Turkish reinforcements were significant. The two divisions numbered more than 30,000. They were deployed to the front immediately after arrival. In self-confirmed positions, they had to intercept serious Russian attacks within a few days. Later on, they continued to experience the usual trench warfare. They were stationed on the front line of the Zlota Lipa River on the front of the German Southern Army, controlled by General Bothmer. One of their neighbors was the Austro-Hungarian 55th Division of the Hofmann Corps. On September 5, 1916, due to Russian break-ins, the entire army had to withdraw from the Zlota Lipa line. Turkish troops secured the retreat. In the new positions, the Russians were then stopped in October. Both sides have suffered great losses. The front line of the Turkish XVth Corps was then shortened. The number of Turkish troops was recovered in early 1917. In July 1917, they participated in the fending off the Kerensky offensive and the subsequent counterattack. In total, the 15th Corps lost nearly 25,000 men in the Galician fighting. 10,000 of his soldiers were captured by Russians.

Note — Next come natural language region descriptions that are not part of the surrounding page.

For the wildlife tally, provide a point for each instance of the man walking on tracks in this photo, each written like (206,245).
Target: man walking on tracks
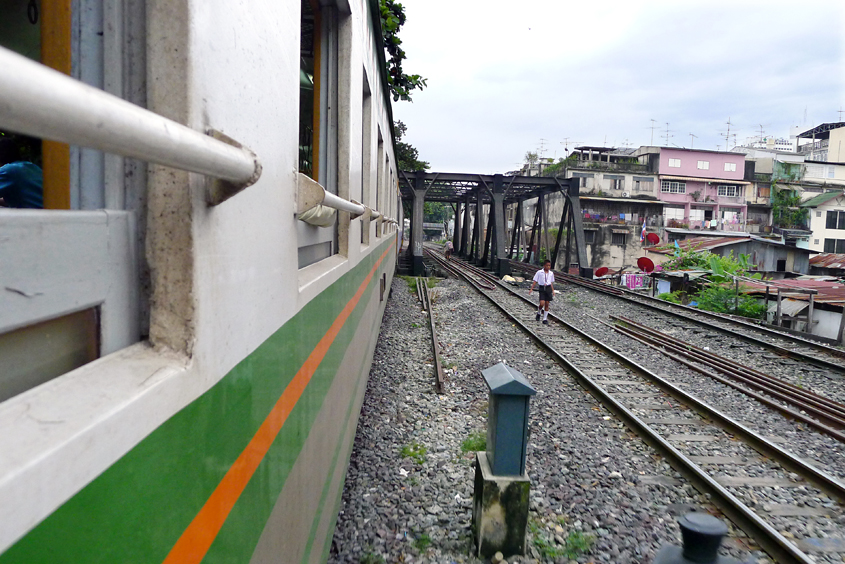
(546,279)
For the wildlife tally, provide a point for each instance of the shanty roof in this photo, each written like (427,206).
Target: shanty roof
(708,233)
(821,131)
(828,292)
(828,260)
(821,199)
(708,243)
(788,306)
(700,243)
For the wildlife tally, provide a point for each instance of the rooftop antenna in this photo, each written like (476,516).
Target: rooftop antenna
(727,135)
(542,149)
(566,142)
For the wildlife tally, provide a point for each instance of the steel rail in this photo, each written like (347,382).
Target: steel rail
(435,346)
(688,315)
(820,405)
(634,296)
(456,268)
(767,537)
(786,411)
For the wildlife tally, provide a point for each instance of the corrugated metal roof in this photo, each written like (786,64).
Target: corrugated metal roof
(828,260)
(701,244)
(821,199)
(788,306)
(828,292)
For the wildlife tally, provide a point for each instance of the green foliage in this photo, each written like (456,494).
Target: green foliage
(786,212)
(575,544)
(422,542)
(371,557)
(476,442)
(407,156)
(436,212)
(415,451)
(692,258)
(723,298)
(412,282)
(401,84)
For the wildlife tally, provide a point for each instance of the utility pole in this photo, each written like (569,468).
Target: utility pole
(727,135)
(667,134)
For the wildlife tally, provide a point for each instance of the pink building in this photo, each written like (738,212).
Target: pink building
(701,189)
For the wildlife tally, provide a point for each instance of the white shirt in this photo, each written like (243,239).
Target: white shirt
(544,278)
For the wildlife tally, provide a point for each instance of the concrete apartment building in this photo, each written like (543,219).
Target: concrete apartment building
(700,189)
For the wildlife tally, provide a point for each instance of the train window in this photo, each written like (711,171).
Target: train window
(366,156)
(318,120)
(87,257)
(380,181)
(78,39)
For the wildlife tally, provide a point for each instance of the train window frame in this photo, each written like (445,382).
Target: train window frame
(83,251)
(316,244)
(366,157)
(380,173)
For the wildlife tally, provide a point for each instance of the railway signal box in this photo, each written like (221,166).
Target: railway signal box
(507,422)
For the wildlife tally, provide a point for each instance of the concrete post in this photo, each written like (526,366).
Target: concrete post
(809,328)
(456,235)
(479,223)
(465,240)
(499,234)
(416,225)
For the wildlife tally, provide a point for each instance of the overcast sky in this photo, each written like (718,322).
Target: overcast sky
(505,74)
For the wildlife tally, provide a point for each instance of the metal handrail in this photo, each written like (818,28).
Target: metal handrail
(39,101)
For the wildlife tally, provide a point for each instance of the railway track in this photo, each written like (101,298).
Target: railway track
(739,468)
(424,296)
(784,345)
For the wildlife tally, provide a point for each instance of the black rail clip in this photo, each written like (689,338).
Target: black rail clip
(702,536)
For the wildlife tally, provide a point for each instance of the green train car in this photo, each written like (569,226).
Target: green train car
(187,326)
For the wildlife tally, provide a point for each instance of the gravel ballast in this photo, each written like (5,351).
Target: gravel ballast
(408,491)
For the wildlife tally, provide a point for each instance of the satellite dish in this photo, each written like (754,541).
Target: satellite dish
(645,264)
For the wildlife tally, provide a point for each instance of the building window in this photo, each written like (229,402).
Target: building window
(834,246)
(835,220)
(671,187)
(319,119)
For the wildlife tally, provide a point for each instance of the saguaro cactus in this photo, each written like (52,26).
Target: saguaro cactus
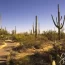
(15,29)
(57,23)
(36,23)
(33,28)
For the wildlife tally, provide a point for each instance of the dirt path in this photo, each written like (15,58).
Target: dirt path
(5,50)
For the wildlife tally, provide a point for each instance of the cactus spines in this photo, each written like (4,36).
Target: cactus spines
(15,29)
(33,28)
(5,28)
(36,27)
(57,23)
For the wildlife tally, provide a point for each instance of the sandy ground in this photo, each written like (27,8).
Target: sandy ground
(5,50)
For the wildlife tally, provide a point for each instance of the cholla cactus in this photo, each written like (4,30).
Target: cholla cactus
(57,23)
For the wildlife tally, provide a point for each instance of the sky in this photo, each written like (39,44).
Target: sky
(21,13)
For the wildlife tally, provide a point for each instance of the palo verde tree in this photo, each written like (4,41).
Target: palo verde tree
(57,23)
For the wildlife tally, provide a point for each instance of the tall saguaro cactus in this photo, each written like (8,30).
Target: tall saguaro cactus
(36,23)
(15,29)
(33,28)
(57,23)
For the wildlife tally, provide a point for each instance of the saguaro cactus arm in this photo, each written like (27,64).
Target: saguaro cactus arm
(54,21)
(63,23)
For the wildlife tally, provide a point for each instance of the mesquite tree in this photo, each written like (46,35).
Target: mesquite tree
(57,23)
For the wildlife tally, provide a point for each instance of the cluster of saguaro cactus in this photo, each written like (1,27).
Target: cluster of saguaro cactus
(57,23)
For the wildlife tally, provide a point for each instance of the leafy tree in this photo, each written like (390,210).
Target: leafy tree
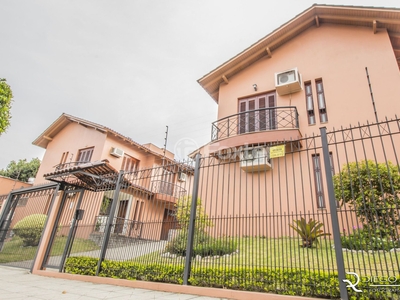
(372,190)
(5,105)
(21,170)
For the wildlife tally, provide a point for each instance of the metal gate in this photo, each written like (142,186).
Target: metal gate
(22,222)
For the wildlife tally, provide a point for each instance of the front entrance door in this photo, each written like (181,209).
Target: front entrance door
(169,222)
(120,221)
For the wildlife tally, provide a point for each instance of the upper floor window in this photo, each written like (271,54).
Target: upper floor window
(309,103)
(323,116)
(255,113)
(129,164)
(85,155)
(319,190)
(64,158)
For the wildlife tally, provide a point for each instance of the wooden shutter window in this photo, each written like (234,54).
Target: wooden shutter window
(85,155)
(323,116)
(309,103)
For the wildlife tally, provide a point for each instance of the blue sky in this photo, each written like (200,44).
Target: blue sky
(131,65)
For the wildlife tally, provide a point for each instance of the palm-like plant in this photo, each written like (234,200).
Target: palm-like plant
(309,231)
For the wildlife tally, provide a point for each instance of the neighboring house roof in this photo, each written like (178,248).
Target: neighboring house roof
(372,17)
(43,139)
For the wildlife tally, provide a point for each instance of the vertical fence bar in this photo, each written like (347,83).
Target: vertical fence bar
(110,220)
(55,193)
(189,246)
(334,216)
(71,233)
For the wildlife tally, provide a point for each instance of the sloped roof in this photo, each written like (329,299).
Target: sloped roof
(44,138)
(372,17)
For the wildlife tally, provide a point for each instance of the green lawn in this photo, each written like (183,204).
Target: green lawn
(14,251)
(287,253)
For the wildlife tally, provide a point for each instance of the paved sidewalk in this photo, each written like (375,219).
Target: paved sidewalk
(19,284)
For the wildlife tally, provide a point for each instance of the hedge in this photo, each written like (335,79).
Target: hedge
(278,281)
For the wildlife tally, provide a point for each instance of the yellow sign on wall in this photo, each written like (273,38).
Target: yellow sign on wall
(277,151)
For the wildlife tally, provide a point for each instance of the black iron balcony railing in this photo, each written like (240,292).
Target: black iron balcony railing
(263,119)
(167,188)
(69,165)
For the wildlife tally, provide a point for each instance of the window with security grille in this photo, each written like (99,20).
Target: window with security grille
(257,113)
(85,155)
(323,115)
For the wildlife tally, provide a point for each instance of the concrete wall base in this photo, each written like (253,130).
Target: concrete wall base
(172,288)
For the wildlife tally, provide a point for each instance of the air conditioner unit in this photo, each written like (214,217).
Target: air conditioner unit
(288,82)
(116,152)
(255,159)
(182,176)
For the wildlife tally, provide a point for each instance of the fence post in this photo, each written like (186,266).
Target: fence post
(334,216)
(110,220)
(189,245)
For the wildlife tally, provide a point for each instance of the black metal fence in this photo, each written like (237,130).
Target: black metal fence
(22,222)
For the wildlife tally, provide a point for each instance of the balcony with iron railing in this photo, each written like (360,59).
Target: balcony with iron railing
(256,126)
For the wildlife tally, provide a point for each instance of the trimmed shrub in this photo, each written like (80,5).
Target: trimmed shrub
(362,239)
(30,228)
(278,281)
(203,245)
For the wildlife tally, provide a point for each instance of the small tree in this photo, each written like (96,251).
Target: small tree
(372,189)
(21,170)
(5,105)
(182,214)
(309,231)
(30,228)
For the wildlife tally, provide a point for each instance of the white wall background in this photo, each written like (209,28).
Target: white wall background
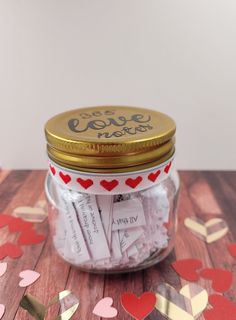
(178,56)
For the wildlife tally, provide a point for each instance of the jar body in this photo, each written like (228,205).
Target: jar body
(113,233)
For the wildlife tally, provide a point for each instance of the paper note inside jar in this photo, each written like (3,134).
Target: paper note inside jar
(128,214)
(74,242)
(92,227)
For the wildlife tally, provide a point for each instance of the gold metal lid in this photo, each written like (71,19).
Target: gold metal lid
(110,138)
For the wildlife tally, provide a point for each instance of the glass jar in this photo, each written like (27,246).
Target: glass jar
(111,187)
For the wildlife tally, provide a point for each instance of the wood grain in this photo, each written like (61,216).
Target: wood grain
(204,194)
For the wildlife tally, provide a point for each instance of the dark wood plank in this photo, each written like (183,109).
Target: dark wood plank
(217,250)
(27,188)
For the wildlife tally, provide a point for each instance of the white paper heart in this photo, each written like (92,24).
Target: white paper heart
(28,277)
(104,308)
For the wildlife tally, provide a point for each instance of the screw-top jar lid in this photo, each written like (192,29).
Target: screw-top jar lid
(110,138)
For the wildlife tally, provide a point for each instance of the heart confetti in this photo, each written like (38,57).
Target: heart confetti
(188,304)
(28,277)
(27,236)
(212,230)
(187,268)
(232,249)
(221,279)
(222,309)
(138,307)
(68,304)
(2,310)
(104,308)
(3,268)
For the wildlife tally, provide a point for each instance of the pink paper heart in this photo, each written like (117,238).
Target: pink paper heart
(104,308)
(28,277)
(2,310)
(3,268)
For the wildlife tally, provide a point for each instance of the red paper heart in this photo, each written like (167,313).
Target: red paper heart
(232,249)
(53,170)
(109,185)
(5,220)
(65,177)
(187,268)
(154,175)
(10,250)
(30,237)
(138,307)
(85,183)
(167,167)
(223,309)
(133,182)
(221,279)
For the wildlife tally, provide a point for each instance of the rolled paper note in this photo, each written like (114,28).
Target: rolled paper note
(111,232)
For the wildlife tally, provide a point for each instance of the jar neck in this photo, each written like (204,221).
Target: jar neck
(110,183)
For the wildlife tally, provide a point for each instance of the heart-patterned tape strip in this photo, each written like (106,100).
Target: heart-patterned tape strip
(95,183)
(187,304)
(209,231)
(68,305)
(35,214)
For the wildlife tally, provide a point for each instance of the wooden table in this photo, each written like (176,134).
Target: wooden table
(204,194)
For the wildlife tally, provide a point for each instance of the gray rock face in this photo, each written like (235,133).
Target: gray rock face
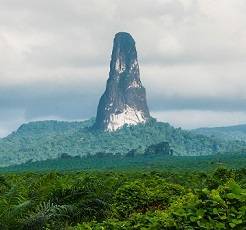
(124,100)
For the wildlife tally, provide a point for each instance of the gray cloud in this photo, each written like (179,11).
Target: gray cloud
(55,57)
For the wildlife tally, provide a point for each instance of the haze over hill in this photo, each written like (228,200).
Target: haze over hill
(123,124)
(54,61)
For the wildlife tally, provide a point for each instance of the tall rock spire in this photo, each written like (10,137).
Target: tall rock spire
(124,100)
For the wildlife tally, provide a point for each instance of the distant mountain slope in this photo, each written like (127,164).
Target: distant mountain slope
(237,132)
(49,139)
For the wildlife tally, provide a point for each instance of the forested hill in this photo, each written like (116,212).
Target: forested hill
(237,132)
(50,139)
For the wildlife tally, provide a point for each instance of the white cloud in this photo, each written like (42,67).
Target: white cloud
(189,119)
(188,50)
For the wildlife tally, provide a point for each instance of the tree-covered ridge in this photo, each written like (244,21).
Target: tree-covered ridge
(49,139)
(124,200)
(237,132)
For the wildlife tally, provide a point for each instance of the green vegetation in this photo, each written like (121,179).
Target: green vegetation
(237,132)
(158,161)
(126,199)
(39,141)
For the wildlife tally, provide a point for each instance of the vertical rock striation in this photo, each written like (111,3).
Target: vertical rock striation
(124,100)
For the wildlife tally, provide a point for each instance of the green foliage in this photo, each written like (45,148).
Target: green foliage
(38,141)
(130,199)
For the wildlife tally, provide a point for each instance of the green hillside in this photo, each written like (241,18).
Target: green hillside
(237,132)
(38,141)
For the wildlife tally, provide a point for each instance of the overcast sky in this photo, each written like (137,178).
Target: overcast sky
(54,58)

Badge makers in the Monarchy quickly recognized the business opportunity in the depiction of the exotic ally. Gurschner was the first company to lead the production of badges for Turkish troops in Galicia. The large number of Kappenabzeichen still found today suggests that they were also purchased and worn by soldiers of Austro-Hungarian troops. In this post, I’m going to show three of these badges. The badge in the opening picture is the badge of the aid organization supporting the wounded of Turkish troops fighting in Galicia. This is shown in the inscription of the badge: “Kriegsfürsorgekomittee für die Türkischen Truppen in Galizien”. The inscription of the second badge shows the theatre of war concerned, the Zlota Lipa River region. The three Allied soldiers storm the enemy depicted only with bayonets. And the Turkish-language inscription of the third insignia, written in Arabic, contains the name of the 15th Turkish Corps under the image of the Turkish infantryman storming. Above you can see the autograph of the ruler, V. Mehmed.